アオハルの続きは、大人のキスから


 もちろん、彼が納得するまで謝るつもりだ。そして、小鈴ができることならその代償をなにかの形に変えて償えたらとも思う。だけど、実際どうすればいいのか。

「どうやって、償えばいいんですか?」

 声が震えてしまう。泣き出しそうになっている小鈴に、久遠は柔らかくほほ笑んだ。
 その笑みは、十年前と変わらず優しいもので胸がドクンと大きく高鳴る。

「そうだな……。どうしようか、小鈴」

 彼の綺麗で長い指が、頬を擽る。くすぐったくて肩を竦めると、再びキスをされた。

 先ほどのように情熱的ではなく、唇と唇が触れ合う程度の軽いキス。だが、そのキスはますます十年前の幼き恋を思い出す。
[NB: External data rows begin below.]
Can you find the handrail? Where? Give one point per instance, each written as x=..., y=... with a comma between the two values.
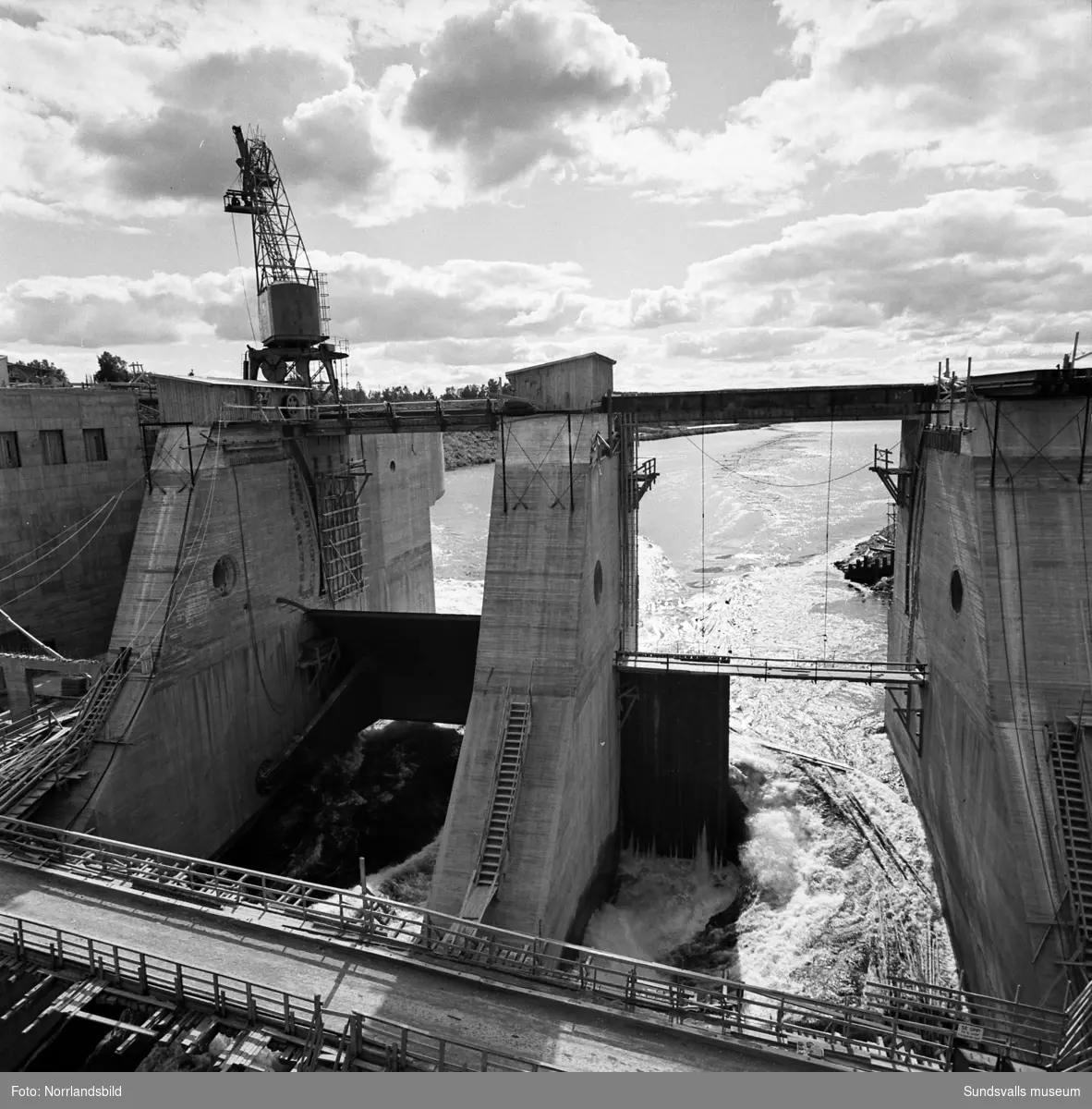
x=914, y=1030
x=181, y=984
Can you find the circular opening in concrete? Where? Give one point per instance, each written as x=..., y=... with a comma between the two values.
x=957, y=591
x=224, y=575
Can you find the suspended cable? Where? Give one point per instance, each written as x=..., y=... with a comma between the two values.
x=826, y=555
x=247, y=299
x=704, y=620
x=62, y=537
x=783, y=485
x=49, y=577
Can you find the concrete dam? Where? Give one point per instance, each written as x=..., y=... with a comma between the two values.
x=277, y=594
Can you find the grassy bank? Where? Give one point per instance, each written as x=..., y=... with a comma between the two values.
x=469, y=448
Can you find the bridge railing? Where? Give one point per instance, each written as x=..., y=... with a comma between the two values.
x=915, y=1027
x=308, y=1023
x=866, y=670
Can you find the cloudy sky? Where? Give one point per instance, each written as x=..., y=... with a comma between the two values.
x=712, y=192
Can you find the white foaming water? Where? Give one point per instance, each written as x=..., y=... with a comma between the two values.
x=819, y=910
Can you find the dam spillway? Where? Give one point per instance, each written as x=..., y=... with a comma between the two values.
x=552, y=464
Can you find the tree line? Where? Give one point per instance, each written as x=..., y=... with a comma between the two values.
x=115, y=370
x=358, y=395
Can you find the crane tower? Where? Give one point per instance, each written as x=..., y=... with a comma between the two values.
x=293, y=311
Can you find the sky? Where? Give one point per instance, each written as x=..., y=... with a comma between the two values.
x=714, y=193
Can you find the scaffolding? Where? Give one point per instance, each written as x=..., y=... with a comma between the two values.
x=339, y=531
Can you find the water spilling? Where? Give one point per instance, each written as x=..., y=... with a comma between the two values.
x=737, y=542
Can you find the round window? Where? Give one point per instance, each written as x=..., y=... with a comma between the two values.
x=224, y=575
x=957, y=591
 切なくて甘酸っぱい、あの頃の気持ちで心が溺れてしまいそうだ。

 昔も今も、彼の傍にいると心臓が忙しなくなる。
 十年経った今も尚、彼は小鈴の心を雁字搦めにしてしまうのだ。恋という逃れることができない枷で。

 やっぱり危険だ。このまま彼の近くにいたら……封印していた恋心を解き放ってしまいそう。